High power EM of contact between two neighboring osteocytes whose processes have met in a canaliculus. Close examination of the contact shows fused outer leaflets of cell membrane (note three dark lines), indicating that this is a tight junction. Osteocytes are also known to make contact by means of gap junctions.
Low power view of a cross-cut shaft of decalcified long bone. The bone itself is pink and lies in the center of the field. The pinkness is due to the staining of collagen fibers in the lamellae. To the left is bone marrow; to the right is attaching skeletal muscle.
Early compact bone, decalcified so it can be stained. This has been cut so that the Haversian systems are cut in cross section. Vascular channels cut longitudinally are parts of Volkmann's canals.

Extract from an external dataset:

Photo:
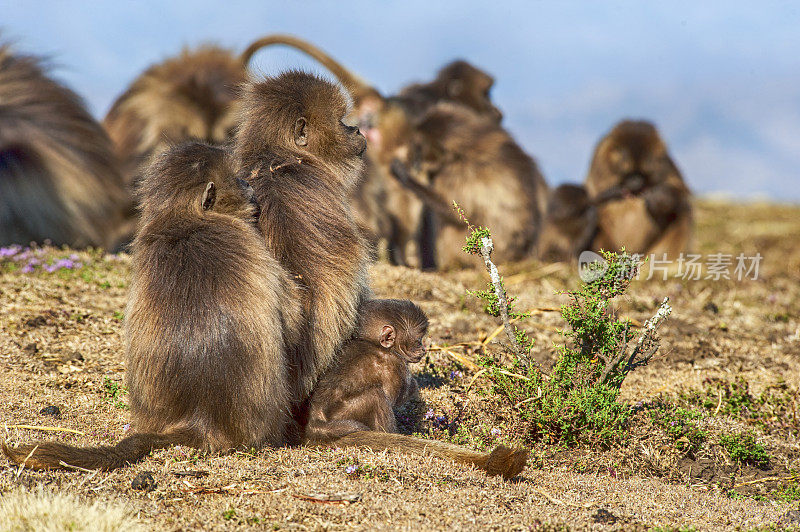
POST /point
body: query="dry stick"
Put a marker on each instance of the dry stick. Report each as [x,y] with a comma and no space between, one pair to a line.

Vascular elements from bone marrow (on the left) are continuous with vascular spaces within the bone. The endosteum lining the marrow cavity is therefore continuous with the endosteal linning of Haversian canals.
Detail of bone-forming osteoblasts lined up along the inner (endosteal) edge of bone next to the marrow cavity. In young bones growth continues in width, constantly laying down bone and resorbing it and laying down more. Real width, of course, increases by the laying down of periosteal bone on the outside of the bone, but activity continues on the endosteal surface also. Notice osteocytes inside the bony substance, lying in lacunae.
Detail of osteocytes in lacunae. The collagenous fibers of the decalcified matrix are quite acidophilic, as always. Osteocytes like these are present in both compact and spongy bone; their arrangement, however, is in concentric lamellae in compact bone and in randomly arranged lamellae in spongy bone. Remember, too, that osteocytes have processes which extend out into canaliculi in both kinds of bone.